Signing to Columbia Records, her first single, Heartbeat, reached #3 in the UK in December 1954. The follow-up, Softly, Softly, reached #1 early the following year.
Murray set a pop chart record in 1954 by having five hits in the Top Twenty in a single week.
She was given her own television show, starred at the London Palladium with Norman Wisdom, appeared in the 1955 Royal Command Performance and toured the world.
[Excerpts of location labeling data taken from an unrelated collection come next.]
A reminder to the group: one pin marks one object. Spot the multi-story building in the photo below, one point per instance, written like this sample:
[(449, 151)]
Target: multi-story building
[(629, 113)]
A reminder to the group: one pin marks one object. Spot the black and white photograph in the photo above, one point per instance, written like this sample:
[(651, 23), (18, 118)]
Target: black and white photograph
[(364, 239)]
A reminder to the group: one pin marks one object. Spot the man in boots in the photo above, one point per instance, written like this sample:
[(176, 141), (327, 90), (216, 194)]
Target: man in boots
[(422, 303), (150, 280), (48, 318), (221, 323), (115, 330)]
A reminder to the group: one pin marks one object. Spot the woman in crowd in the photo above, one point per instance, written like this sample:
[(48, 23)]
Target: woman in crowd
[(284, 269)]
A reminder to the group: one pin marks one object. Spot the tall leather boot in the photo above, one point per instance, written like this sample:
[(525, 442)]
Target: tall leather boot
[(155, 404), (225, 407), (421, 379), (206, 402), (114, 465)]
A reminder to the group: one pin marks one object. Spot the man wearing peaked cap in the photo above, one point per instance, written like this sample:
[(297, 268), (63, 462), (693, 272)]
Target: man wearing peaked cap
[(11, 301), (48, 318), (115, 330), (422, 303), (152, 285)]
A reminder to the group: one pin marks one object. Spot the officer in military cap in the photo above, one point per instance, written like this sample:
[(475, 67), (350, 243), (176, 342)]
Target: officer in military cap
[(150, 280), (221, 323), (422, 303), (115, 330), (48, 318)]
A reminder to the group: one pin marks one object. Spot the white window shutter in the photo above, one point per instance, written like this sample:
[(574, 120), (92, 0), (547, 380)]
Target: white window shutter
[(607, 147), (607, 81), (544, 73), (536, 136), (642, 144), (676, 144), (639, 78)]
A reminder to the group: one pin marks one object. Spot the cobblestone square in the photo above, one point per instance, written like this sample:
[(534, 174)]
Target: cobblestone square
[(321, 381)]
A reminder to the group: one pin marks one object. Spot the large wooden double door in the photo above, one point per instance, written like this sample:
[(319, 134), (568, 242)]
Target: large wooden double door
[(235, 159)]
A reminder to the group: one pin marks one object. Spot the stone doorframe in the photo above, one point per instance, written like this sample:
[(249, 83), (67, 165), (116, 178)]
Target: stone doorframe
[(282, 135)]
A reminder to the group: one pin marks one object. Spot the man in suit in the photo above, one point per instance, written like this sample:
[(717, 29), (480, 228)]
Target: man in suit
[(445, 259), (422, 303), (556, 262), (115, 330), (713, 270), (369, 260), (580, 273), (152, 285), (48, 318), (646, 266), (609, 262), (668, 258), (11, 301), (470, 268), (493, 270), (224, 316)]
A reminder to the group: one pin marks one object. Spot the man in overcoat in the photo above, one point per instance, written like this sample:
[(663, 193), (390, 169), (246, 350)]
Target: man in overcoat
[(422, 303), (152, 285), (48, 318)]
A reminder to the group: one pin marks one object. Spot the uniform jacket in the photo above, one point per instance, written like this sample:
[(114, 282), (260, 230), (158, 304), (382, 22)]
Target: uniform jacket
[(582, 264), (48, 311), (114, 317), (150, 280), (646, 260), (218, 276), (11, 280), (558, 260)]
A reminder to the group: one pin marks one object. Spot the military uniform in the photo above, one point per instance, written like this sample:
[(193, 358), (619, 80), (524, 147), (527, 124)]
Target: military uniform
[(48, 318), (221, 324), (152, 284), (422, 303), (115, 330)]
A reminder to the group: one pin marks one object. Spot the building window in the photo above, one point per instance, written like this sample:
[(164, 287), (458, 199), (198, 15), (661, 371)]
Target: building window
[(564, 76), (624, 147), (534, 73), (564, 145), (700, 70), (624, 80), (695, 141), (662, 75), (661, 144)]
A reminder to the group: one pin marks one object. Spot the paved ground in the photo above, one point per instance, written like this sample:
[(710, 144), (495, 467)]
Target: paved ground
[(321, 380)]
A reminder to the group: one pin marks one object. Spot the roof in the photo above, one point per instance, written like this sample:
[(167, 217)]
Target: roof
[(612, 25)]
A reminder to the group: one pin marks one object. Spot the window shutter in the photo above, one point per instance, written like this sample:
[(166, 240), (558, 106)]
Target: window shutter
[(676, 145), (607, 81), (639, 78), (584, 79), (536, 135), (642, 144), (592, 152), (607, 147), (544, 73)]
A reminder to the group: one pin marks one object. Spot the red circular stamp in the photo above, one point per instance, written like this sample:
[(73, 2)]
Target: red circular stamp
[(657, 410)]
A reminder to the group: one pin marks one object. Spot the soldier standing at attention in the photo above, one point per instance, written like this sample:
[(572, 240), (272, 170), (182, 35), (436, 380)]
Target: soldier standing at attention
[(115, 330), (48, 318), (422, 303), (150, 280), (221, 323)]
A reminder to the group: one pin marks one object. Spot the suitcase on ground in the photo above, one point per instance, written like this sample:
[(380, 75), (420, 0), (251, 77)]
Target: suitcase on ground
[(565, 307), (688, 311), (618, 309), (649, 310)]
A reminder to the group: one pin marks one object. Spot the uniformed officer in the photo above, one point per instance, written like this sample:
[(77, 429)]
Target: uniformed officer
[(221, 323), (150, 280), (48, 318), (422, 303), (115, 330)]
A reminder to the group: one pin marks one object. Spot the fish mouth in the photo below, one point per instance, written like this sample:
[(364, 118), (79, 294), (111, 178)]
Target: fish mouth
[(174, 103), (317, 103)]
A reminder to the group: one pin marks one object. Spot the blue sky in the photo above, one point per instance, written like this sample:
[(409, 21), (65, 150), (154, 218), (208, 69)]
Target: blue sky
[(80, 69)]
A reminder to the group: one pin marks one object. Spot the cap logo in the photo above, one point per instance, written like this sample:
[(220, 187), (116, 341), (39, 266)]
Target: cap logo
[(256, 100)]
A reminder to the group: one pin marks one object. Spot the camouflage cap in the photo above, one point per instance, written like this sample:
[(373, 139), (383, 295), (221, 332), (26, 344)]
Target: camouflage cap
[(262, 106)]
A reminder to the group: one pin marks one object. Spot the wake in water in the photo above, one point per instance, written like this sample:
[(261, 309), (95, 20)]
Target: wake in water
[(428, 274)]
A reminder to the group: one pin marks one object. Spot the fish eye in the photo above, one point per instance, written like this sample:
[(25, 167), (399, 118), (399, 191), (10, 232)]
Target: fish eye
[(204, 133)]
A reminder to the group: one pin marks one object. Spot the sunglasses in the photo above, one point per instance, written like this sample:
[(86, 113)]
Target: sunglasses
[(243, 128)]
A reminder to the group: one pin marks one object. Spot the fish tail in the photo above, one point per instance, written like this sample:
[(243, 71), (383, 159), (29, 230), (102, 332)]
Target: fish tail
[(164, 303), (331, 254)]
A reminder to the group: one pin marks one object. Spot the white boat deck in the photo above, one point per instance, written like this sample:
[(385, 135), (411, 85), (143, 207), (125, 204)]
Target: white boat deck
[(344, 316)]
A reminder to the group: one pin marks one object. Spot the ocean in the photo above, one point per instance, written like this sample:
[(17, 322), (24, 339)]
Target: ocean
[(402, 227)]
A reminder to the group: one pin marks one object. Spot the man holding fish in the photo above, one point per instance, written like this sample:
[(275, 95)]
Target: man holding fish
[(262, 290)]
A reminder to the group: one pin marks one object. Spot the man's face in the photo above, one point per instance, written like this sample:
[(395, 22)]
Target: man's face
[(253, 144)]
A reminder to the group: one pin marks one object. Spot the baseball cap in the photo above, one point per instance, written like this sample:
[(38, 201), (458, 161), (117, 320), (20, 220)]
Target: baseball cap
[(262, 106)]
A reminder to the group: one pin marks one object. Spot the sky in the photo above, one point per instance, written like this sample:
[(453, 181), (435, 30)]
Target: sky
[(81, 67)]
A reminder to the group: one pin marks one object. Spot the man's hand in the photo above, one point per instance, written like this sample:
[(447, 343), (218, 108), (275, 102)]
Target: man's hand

Between December 1954 and November 1955, Murray constantly had at least one single in the UK Top 20.
Murray appeared in her only film role in A Touch of the Sun, a 1956 farce with Frankie Howerd and Dennis Price.
Goodbye Jimmy, Goodbye (a #10 hit in 1959) was her final appearance in the charts, but she continued performing until close to the end of her life. Having struggled with alcoholism for most of her life, she died of liver cancer on 17 December 1996, aged 61.
Ruby Murray’s popularity led to her name being adopted in Cockney rhyming slang as a rhyme for curry, and “going for a Ruby” became such a common expression that many Indian restaurants in the UK even took the name ‘The Ruby’.